We head back to Kings Bridge passing the Old Weavers House, Kings Mill and the Alchemist Tower which stands in the shadow of the cathedral. Peter continually introduces us to snippets of history like that of the Cromwellian iron forge, the 14th century Friars Bridge, Blackfriars buildings and the Dominican Priory – one of the most important medieval buildings in the city.
After some wonderful views of Canterbury Cathedral, Peter continues to punt past the King’s School Art College (who turned down a Harry Potter movie location offer), ending in a peaceful garden area, which was the site of the once lofty Abbots Mill – a water powered corn mill, the only building to then rival the cathedral’s height.
The Abbott’s Mill, a timber building, was destroyed in a spectacular blaze, which lasted for three days, almost taking the Miller’s Arms along with it. Thankfully, the pub still stands. Since then, the site where the Abbott’s Mill once stood, has been left empty and now forms part of Solly’s Orchard riverside walk.

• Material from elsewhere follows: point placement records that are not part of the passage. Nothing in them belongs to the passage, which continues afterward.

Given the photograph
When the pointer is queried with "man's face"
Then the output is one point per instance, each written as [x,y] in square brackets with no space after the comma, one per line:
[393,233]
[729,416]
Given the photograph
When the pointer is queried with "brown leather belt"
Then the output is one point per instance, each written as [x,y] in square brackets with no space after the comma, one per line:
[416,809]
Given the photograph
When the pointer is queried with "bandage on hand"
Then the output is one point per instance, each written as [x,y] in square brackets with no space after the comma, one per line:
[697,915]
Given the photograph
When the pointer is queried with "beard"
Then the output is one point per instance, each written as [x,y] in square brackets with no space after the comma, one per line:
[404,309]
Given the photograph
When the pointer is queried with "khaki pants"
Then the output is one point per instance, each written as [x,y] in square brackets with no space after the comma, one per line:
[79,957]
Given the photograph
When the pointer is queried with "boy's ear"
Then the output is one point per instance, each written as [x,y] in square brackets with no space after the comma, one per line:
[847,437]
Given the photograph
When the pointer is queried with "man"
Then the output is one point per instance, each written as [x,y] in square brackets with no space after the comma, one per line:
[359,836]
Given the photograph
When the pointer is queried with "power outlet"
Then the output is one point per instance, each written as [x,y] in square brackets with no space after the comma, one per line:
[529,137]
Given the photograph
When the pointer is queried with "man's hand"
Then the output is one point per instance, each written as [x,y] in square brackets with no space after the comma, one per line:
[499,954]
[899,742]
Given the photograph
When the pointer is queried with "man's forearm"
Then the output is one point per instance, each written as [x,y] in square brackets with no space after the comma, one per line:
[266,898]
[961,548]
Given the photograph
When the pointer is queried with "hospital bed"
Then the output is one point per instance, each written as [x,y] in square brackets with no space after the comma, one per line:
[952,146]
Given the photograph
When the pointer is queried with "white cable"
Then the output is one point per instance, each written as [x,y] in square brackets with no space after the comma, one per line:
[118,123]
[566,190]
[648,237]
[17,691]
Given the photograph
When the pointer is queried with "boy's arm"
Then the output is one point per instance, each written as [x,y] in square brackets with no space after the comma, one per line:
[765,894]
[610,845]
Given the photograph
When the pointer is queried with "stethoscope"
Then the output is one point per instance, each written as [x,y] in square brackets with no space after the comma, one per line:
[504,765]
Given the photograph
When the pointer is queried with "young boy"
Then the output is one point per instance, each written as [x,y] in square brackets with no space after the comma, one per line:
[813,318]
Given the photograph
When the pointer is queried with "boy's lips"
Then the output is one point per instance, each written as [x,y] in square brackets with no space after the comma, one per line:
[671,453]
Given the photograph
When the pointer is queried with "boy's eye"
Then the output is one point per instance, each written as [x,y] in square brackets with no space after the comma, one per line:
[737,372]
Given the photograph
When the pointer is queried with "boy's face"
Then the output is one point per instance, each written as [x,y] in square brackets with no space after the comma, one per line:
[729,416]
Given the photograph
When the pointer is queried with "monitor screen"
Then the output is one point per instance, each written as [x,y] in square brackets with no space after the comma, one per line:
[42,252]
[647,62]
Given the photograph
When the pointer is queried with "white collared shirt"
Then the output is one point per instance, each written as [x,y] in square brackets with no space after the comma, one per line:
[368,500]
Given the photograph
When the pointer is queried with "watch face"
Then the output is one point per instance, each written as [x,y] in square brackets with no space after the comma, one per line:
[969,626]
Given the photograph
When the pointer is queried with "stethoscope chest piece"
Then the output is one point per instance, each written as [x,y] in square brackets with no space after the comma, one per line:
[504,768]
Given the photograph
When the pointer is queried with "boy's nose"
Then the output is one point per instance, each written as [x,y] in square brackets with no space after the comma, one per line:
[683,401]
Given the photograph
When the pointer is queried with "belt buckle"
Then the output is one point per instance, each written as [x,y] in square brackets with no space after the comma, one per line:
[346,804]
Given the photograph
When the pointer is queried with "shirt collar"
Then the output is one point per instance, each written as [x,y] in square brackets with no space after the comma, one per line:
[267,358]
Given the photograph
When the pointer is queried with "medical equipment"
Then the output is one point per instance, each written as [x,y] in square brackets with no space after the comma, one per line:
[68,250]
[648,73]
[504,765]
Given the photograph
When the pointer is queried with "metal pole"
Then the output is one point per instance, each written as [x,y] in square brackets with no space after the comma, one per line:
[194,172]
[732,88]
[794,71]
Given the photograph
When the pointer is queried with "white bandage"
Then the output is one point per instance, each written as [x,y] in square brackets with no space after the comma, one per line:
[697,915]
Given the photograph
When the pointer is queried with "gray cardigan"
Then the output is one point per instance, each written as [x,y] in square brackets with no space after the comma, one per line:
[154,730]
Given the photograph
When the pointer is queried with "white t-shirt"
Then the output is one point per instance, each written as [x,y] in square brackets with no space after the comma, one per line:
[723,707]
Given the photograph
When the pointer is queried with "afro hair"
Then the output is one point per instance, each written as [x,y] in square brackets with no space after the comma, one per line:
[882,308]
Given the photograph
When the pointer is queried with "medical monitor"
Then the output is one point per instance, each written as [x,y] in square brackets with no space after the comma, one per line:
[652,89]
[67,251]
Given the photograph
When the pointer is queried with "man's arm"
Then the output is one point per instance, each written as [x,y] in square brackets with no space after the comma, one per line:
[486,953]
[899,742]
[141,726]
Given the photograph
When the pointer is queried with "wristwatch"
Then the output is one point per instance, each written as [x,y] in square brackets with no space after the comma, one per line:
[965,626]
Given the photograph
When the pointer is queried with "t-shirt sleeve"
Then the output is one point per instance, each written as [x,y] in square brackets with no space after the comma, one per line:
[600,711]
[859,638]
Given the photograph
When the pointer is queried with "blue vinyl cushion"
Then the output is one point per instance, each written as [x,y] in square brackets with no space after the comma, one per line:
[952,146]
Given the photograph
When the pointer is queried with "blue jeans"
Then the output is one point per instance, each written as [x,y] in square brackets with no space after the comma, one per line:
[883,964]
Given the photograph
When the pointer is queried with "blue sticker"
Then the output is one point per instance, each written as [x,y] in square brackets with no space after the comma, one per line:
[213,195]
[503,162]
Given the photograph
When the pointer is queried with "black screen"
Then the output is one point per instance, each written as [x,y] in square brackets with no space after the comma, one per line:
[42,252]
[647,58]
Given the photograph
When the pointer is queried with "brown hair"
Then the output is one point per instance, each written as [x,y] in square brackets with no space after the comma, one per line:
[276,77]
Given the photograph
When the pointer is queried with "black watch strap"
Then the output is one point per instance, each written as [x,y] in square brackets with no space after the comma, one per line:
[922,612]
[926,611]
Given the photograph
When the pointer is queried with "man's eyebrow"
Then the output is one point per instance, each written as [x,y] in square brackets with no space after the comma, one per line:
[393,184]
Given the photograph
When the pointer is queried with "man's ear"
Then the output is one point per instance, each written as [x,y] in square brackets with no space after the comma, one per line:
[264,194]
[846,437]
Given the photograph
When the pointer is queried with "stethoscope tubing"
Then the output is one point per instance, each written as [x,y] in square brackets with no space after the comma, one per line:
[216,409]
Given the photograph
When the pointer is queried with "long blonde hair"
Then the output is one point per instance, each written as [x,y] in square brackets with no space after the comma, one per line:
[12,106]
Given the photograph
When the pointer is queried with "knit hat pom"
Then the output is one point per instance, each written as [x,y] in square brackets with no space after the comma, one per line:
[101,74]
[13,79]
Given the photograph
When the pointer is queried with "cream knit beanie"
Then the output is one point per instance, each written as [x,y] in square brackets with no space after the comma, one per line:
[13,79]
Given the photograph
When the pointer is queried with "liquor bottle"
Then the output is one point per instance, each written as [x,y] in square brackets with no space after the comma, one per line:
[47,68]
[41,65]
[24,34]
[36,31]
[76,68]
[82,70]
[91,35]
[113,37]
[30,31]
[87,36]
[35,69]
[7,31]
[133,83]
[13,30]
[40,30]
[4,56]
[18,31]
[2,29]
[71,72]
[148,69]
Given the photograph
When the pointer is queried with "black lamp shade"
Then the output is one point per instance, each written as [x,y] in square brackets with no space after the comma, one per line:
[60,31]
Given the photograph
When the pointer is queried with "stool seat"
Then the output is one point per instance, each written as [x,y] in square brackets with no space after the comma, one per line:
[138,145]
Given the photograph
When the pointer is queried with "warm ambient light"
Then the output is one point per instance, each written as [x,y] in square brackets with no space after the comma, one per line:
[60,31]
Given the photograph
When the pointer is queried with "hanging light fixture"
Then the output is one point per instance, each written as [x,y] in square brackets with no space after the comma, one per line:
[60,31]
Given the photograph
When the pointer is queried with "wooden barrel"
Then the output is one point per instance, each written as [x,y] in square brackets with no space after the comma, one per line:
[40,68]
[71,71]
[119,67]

We return to where we started, passing the 1829 cast-iron flood gates where the flow of water is managed, the Marlowe Theatre, one of Britain’s finest regional stages, with eye-catching giant sculptures, and under the Friar Bridge.
“Let me show you what ‘legging it’ means,” Peter announces. He lays his oars down on the boat, lies on his back, hoicks his legs into the air and walks on the underside of the bridge, thus propelling the boat to the other side. “That, ladies and gentlemen, is where the phrase ‘legging it’ originated.”
Once the laughter died down, we’re told about the Ducking Stool, which is suspended above the river, opposite the dock. Apparently, it was used to punish and publicly shame nagging wives. It is said that it was also used to root out suspected witches, who would be dunked under water and held there for several minutes. If the woman didn’t drown, she was proved a witch. If she did drown at least her name was cleared.
Being relatively local, I’ve visited Canterbury countless times. I’m a bit sniffy about doing touristy things like this, which is my bad as in this 45-minute outing I gained a unique insight into the city’s history – and got to see its hidden corners, unreachable on foot. Coupled with lively commentary describing the city’s ancient secrets, whilst punting through chocolate-box landscapes, delivers a joyful education.